Second, making something a "matter of conscience" can very easily lead to an existential theology, where conscience becomes the ultimate arbiter of truth rather than Scripture, where truth is only truth when it means a particular thing to the individual. Now, let me be clear—my friend does not believe in existential theology of any sort. He is fully committed to the authority of Scripture. Let me also be clear that I do believe that there are matters on which believers may differ because of conscience. But let me be clear (yet again): These differences do not mean that both are right, or that both are obedient. One can, in good conscience, be disobedient to Scripture. That is because the conscience can be poorly trained. The Baptist distinctive of conscience was never intended (so far as I understand it) to be a rationale for living in disobedience.

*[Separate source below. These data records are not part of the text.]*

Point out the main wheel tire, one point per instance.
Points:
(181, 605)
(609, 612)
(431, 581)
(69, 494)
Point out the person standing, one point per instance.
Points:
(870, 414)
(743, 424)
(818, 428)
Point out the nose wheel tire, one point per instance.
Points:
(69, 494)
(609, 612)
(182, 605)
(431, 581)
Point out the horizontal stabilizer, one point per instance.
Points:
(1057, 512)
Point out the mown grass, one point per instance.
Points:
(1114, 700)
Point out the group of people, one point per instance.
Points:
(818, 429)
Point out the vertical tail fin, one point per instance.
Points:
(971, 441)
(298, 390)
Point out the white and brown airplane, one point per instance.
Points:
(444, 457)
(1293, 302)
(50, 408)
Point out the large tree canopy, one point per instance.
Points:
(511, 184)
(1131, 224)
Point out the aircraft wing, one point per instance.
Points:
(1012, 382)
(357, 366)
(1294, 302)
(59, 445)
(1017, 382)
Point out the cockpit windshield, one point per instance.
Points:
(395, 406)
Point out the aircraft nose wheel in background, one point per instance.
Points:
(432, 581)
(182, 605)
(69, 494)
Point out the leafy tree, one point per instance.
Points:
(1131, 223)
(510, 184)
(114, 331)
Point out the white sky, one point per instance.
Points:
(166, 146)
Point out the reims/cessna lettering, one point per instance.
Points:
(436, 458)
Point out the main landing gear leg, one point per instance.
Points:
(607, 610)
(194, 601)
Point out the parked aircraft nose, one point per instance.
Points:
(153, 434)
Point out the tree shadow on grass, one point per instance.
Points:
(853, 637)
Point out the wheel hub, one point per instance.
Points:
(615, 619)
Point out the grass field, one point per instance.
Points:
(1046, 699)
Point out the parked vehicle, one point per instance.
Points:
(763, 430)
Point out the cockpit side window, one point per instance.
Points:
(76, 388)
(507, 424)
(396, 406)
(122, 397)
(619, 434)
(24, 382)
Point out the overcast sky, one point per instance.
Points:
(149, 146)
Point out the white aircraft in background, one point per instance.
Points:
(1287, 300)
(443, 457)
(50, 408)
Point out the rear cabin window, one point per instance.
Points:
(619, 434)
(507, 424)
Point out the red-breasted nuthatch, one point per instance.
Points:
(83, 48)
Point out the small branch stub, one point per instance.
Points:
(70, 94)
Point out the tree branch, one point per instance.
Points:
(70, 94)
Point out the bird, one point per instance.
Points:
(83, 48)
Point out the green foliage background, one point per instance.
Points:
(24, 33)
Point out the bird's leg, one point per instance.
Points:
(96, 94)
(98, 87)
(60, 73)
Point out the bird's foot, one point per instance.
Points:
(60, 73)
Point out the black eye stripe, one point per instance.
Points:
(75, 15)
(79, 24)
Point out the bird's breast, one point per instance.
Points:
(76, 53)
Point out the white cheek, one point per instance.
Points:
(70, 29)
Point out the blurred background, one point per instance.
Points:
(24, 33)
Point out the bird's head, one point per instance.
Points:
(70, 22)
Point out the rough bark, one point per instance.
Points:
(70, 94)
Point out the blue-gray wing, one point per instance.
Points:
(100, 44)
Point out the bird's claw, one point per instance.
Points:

Let me sum it up this way:
1. As for separation and Presbyterians, at some level we (Baptists) have to separate. That does not mean that we are antagonistic, that we cannot have Christian fellowship, or that we cannot even share a pulpit. We can still appreciate their contributions in other areas. It simply means that we have differences about a core matter of scriptural distinctives. I believe that separation takes place on a continuum. It is not an all or nothing proposition. And we, as separatists, need to be very careful in making it such. But if the Bible teaches the immersion of believers, and someone does not get immersed as a believer, what else do we call them except disobedient in that area?
2. We need to be very careful about our consciences, and the leeway that is sometimes granted. We need to be careful that we rightly understand the Scripture, but the conscience is not the authority; Scripture is. And while that may be too fine a distinction for some, it must nevertheless be a distinction, it seems to me. The fact that someone may, in good conscience, do something does not mean that they are correct in doing it.
3. When we disagree about a matter of biblical distinctives, we need not be graceless or tactless about it. Let's just disagree. I have been called disobedient by Presbyterians for not baptizing infants. I am okay with that. It's not personal, to me anyway. We all must decide at what level and over what issues we will separate. We must work to preserve the unity of the body only after honoring the commands of Scripture.